Kramsch has long been a pivotal scholar in applied linguistics. Her decades of experience in language instruction include an influential era at MIT, where in 1985 she co-founded the Athena Language Learning Project, creating the first interactive multimedia resources for culturally authentic language learning. Since 1990, she was a faculty member at UC Berkeley and was the founding director of the Berkeley Languages Center. Kramsch is a Professor Emerita in the University of California, Berkeley Department of German,
Sang-Seok Yoon’s talk “Beyond Hallyu: Tackling the Challenges of Teaching Culture in L2 Classrooms,” addressed the shifts in Korean language education throughout the Korean Wave of cultural influence, especially over the last two decades. Students studying Korean must negotiate a balance between learning the contexts of conservative monoculturalism and embracing the multilingual, global phenomena that have spread Korean language, industry, and entertainment widely. Instructors and English-speaking students face the challenges of an already-difficult language, with comparatively limited representation of gender, sexuality, and racial diversity, while encountering language-learning materials that too often otherize or exceptionalize Korean culture. Yoon invites educators and students to address these challenges directly in the classroom, and to step away from inflexible resources to explore and celebrate the use of Korean language in popular culture both for Korean and international audiences. The field faces the additional challenge of understanding situational language use for Korean learners, including the use of honorifics, simulating differences in social roles and identities, and practicing strategies for different speech acts (e.g., requests, apologies, complaints, refusals) in these contexts.

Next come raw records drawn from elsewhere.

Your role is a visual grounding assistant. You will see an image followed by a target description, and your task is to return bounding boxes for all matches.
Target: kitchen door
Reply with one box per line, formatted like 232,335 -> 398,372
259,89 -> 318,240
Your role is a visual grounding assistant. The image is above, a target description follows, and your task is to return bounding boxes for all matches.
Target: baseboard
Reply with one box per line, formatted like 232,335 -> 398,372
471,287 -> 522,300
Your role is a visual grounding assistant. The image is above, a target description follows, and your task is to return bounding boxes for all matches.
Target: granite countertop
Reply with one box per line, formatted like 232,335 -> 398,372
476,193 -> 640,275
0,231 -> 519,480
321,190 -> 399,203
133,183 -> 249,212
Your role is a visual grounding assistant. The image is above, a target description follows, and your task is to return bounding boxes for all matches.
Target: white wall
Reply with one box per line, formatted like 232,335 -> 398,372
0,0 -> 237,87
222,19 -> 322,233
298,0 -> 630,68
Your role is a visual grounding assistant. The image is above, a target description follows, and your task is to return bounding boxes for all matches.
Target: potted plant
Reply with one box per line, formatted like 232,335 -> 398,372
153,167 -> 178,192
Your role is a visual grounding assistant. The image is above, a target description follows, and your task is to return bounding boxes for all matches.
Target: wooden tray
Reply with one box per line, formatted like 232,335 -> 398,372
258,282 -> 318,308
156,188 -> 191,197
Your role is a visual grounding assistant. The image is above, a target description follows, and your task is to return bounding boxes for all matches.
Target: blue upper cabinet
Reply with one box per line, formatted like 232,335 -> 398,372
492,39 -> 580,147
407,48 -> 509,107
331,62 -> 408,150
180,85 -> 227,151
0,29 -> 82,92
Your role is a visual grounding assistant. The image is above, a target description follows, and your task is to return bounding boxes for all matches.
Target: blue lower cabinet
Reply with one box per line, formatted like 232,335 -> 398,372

Yoon, who is an Assistant Professor and Coordinator of the Korean Program at the University of Iowa, is an expert in sociolinguistics and co-author of Integrated Korean, the most popular Korean language textbook series in the United States. His YouTube channel, @ProfYoonsKoreanLanguageClass, has over 800 freely available Korean language lessons for beginner and intermediate students, with more than 167,000 subscribers and over ten million views.
Dozens of attendees, including many former MIT colleagues of Kramsch, remained for a Q&A session with the presenters. The event was co-organized by MIT Global Languages and SUNY at Binghamton, supported by the Academy of Korean Studies. Hee-Jeong Jeong, MIT Senior Lecturer in Korean, welcomed attendees to the event. Per Urlaub, Director of MIT Global Languages, and Sungdai Cho, Director of the Center for Korean Studies at University of New York (SUNY) Binghamton, also delivered introductory remarks.
Asked about the results of the workshop, Hee-Jeong Jeong commented: “The workshop highlighted how culture is key in teaching languages, mixing ideas with real classroom use and building a special community of language teachers. Big thanks to our speakers and everyone who came, which made our teaching methods better and our approach more complete. It was a great opportunity to share new ideas and build stronger ties between different languages and schools, showing how working together can really improve language education for everyone.”